Our Basemaps are another service that offers up to date data for contextualizing data in space. CARTO basemaps are synced with OpenStreetMap to make sure the most accurate road and building data is represented, and our styles lend themselves to a wide range of uses from creating stunning maps, to practical applications for real estate and routing.

‘Create Audience-Specific, Campaign-Based ‘Hero’ Content’

Ed Bussey
Ed Bussey

Ed Bussey – CEO, Quill:  Technology is fundamentally changing consumer expectations of how brands should communicate with them, and as such, winning custom is no longer just about who has the best brand or even the best products, but rather who can also deliver the most relevant and seamless start-to-finish user experience, across all devices and channels.
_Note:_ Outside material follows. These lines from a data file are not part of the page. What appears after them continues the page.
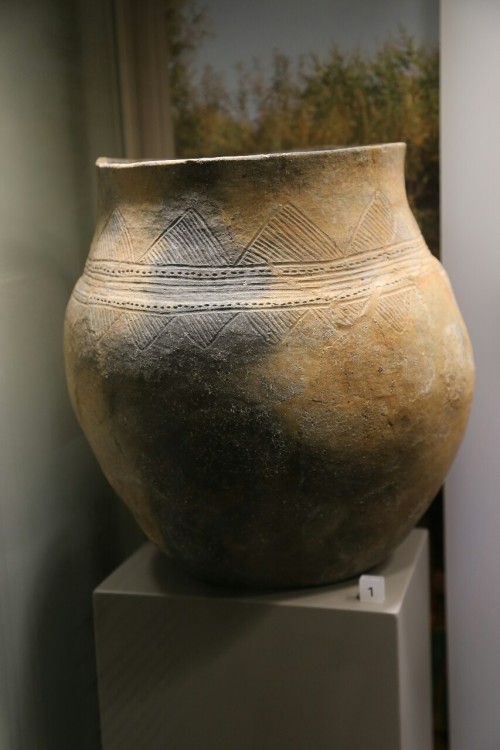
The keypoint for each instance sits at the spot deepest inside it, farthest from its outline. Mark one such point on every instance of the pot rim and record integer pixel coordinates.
(105, 162)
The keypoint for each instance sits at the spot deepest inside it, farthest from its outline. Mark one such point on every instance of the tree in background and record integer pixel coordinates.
(341, 99)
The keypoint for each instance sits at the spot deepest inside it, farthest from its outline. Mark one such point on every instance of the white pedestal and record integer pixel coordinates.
(185, 666)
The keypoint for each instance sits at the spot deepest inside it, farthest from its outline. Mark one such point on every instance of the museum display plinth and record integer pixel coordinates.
(187, 666)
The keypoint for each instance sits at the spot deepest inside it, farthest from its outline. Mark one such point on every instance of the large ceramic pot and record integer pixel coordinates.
(267, 361)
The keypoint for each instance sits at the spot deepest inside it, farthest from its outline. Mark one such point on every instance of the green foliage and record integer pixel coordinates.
(343, 99)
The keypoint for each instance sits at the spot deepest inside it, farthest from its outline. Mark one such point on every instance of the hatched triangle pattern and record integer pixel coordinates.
(393, 308)
(290, 237)
(204, 329)
(376, 227)
(187, 241)
(145, 328)
(347, 313)
(114, 242)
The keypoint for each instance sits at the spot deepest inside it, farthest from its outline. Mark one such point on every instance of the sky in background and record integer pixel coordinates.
(243, 31)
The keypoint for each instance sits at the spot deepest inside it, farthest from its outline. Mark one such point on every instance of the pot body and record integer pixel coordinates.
(267, 361)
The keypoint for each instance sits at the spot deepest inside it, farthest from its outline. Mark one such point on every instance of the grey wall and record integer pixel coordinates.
(60, 530)
(470, 97)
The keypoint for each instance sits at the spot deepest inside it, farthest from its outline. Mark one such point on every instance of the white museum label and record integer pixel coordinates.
(372, 589)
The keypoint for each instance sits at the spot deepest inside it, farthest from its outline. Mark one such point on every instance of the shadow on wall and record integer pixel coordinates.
(60, 526)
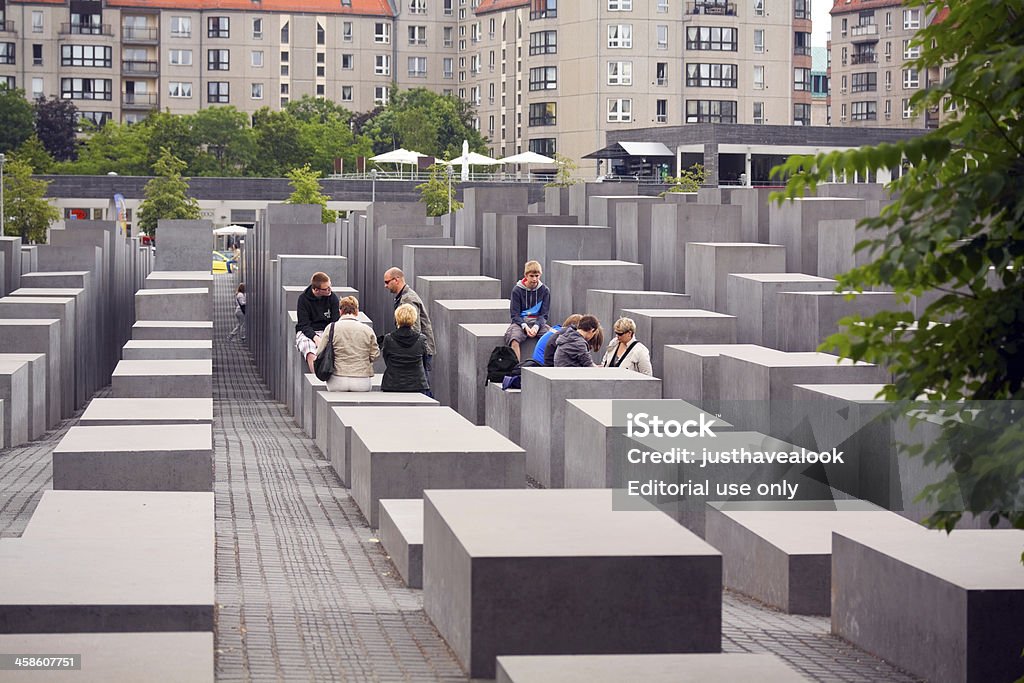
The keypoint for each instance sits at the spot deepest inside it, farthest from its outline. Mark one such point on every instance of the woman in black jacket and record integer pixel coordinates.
(403, 351)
Whilst these new expectations have created a more challenging and complex environment for brands, marketers also have greater access to better data than ever before on their audience segments – whether that’s simple location data, device usage data or nuanced information about their behaviours, and interests. Supported by this wealth of data and creative agencies, it is, generally speaking, quite straightforward for marketers to create audience-specific, campaign-based ‘hero’ content that drives brand awareness – for example, highly targeted advertising campaigns.
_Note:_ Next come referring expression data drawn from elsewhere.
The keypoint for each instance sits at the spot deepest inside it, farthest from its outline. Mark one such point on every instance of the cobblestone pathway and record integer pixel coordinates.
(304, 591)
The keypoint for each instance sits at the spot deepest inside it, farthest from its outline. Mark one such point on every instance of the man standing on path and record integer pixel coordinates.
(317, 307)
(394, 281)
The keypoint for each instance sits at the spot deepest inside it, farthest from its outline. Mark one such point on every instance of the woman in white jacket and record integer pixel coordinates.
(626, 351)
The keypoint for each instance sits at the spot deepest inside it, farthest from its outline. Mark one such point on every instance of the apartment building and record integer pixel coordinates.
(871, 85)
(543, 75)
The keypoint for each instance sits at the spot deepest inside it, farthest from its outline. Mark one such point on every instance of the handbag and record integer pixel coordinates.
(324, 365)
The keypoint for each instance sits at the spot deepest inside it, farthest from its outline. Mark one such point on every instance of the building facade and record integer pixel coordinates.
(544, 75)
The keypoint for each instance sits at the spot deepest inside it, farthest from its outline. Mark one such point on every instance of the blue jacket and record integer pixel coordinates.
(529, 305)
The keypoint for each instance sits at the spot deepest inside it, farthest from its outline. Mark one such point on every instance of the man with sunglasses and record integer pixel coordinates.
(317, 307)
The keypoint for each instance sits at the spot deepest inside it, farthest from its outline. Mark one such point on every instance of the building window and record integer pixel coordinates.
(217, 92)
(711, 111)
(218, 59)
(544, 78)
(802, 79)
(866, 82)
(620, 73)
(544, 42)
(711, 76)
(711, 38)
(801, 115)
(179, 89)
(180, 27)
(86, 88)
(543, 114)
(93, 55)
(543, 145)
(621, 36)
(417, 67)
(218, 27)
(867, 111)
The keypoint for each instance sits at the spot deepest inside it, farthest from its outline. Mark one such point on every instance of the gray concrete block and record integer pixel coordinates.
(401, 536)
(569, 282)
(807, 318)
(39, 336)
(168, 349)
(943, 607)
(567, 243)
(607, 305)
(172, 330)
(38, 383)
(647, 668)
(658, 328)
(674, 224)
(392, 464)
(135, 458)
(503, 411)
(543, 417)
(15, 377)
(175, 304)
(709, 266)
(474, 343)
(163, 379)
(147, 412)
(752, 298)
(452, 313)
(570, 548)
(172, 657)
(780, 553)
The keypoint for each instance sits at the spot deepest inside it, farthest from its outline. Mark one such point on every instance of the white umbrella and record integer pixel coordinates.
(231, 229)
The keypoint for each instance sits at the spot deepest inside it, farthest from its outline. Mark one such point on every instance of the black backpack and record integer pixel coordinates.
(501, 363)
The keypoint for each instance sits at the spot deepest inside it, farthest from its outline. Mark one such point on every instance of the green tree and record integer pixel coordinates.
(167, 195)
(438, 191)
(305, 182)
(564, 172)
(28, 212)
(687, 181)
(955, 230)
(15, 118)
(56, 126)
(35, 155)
However, looking further down the purchase funnel, when it comes to creating the fundamental, critical content that converts browsers into buyers, like product descriptions – which are often required on a massive scale and at high speed, while maintaining brand tone of voice and audience relevancy – this is a real operational nightmare, and as a result such content is often neglected. This, in turn, has a huge negative impact on ROI on all marketing spend further up the funnel – no matter how Cannes-worthy the advertising campaign, if consumers are faced with sub-standard content at the point of purchase, they are far less likely to buy.